Internships/ProjectIdeas/TCGCodeQuality

Measure Tiny Code Generation Quality

Status: Vanderson M. do Rosario <vandersonmr2@gmail.com> (vanderson on #qemu IRC) is working on this project for 2019 GSoC.

Mentor: Alex Bennée <alex.bennee@linaro.org> (stsquad on #qemu IRC)

Project Github: vandersonmr/gsoc-qemu [1]

Summary: in most applications, the majority of the execution time is spent in a very small portion of code. Regions of a code which have high-frequency execution are called hot while all other regions are called cold. As a direct consequence, emulators also spent most of their execution time emulating these hot regions and, so, dynamic compilers and translators need to pay extra attention to them. To guarantee that these hot regions are compiled/translated generating high-quality code is fundamental to achieve a final high-performance emulation. Thus, one of the most important steps in tuning an emulator performance is to identify which are the hot regions and to measure their translation quality.

TBStatsitics (TBS)

Improving the code generation of the TCG backend is a hard task that involves reading through large amounts of text looking for anomalies in the generated code. It would be nice to have tools to more readily extract and parse code generation information. This would include options to dump:

The hottest Translations Blocks (TB) and their execution count (total and atomic).
Translation counters:
- The number of times a TB has been translated, uncached and spanned.
- The amount of time spent doing such translations and optimizations.
Code quality metrics:
- The number of TB guest, IR (TCG ops), and host instructions.
- The Number of spills during the register allocation.

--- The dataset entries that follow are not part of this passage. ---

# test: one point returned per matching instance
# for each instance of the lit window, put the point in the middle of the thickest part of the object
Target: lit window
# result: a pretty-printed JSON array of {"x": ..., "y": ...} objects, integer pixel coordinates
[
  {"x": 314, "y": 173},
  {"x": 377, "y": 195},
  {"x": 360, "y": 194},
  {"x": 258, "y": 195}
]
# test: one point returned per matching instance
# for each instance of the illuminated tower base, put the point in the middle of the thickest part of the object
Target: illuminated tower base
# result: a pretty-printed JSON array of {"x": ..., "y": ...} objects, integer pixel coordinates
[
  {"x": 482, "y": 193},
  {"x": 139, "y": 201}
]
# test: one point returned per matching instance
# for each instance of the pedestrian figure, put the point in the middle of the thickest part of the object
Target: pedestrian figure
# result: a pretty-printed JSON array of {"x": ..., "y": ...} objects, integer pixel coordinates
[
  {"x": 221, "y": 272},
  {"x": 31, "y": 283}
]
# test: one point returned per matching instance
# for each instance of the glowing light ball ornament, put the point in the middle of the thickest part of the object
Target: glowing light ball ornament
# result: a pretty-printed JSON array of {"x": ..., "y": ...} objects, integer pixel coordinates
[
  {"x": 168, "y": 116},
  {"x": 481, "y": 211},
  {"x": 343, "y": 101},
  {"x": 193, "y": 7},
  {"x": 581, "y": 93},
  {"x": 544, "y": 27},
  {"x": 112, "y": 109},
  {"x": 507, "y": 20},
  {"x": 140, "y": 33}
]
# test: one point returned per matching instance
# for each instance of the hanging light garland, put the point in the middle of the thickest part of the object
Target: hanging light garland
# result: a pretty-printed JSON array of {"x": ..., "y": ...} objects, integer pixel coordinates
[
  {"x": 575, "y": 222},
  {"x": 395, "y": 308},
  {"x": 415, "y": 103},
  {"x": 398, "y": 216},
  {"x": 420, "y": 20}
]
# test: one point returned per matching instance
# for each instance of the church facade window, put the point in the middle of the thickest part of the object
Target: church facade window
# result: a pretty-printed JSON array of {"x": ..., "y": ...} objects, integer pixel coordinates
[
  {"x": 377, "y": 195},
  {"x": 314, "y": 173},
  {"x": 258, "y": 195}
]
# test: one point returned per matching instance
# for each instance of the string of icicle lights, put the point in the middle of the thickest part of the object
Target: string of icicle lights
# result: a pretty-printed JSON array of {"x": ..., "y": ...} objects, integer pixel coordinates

For that reason, we collect all this information dynamically for every TB or for a specific set of TBs and store it on TBStatistics structures. Every TB can have one TBStatistics linked to it by a new field inserted in the TranslationBlock structure[2]. Moreover, TBStatistics are not flushed during tb_flush and they survive longer being able to be relinked to retranslated TBs using their keys (phys_pc, pc, flags, cs_base) to matches new TBs and their TBStats.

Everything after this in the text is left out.